Nick Lowe singles chronology
| "Cruel to Be Kind" (1979) | "Switch Board Susan" (1979) | "Stick It Where the Sun Don't Shine" (1982) |

= Switchboard Susan =

1979 single by Nick Lowe

"Switchboard Susan" is a song written by Mickey Jupp and recorded by Nick Lowe for his 1979 album, Labour of Lust. The song was produced by Lowe.

Jupp originally wrote the song for his album Juppanese, which Lowe was producing. Jupp disliked the backing track that Lowe's band Rockpile produced for the song, calling it "shit from top to bottom" according to Lowe. Lowe received Jupp's permission to take the song for himself. He recalled:

"Mickey Jupp is touched with genius but he could be a difficult and contrary man. ... I nearly had to throw myself across the tracks to stop the train and prevent Rockpile from leaving town.
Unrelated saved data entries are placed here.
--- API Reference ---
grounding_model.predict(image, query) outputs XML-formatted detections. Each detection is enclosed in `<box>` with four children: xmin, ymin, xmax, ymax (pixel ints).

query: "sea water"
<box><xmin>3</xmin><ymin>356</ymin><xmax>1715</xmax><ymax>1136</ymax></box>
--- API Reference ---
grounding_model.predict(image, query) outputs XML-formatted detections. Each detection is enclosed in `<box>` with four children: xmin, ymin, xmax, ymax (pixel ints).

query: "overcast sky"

But "Switchboard Susan" had a cracking backing track, so I offered to buy it off Mickey and he agreed. Then I stuck my vocal on it."
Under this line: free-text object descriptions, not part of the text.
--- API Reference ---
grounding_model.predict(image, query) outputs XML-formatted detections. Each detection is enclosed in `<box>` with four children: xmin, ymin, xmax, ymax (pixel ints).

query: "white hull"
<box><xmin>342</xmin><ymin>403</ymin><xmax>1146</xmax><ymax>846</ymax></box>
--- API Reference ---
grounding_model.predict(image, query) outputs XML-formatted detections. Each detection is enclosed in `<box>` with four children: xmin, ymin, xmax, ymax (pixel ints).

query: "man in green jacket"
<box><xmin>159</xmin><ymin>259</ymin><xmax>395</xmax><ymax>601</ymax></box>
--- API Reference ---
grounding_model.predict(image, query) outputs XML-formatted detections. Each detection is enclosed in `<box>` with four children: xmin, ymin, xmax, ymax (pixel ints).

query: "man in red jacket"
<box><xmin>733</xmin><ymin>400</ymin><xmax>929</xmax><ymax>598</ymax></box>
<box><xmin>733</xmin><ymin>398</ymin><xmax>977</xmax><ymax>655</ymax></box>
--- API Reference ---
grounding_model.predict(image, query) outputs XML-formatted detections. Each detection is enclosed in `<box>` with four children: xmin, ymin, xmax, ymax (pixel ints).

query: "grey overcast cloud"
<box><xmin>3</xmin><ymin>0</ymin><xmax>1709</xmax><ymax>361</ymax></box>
"Switchboard Susan" was released as a single in North America only. The follow-up to Lowe's biggest chart hit "Cruel to Be Kind", the single reached number 81 Canada and number 107 on the US pop chart.

==Cover versions==
- Gary Brooker released a version of the song on his 1979 album, No More Fear of Flying.
- The Searchers released a version of the song on their 1979 album, The Searchers.
- Per Gessle and Niklas Strömstedt re-wrote the lyrics in Swedish and in 1980 the song was recorded by Rockfile. It was given the title "Marie i växeln", referring to an EMI employee.
- Jupp released his own version of the song as the B-side to his 1980 single, "Rooms in Your Roof".
- Rockpile released a version of the song on their 1980 live album, Live at Montreux 1980.
- The Hamsters released a version of the song on their 2004 album, Open All Hours.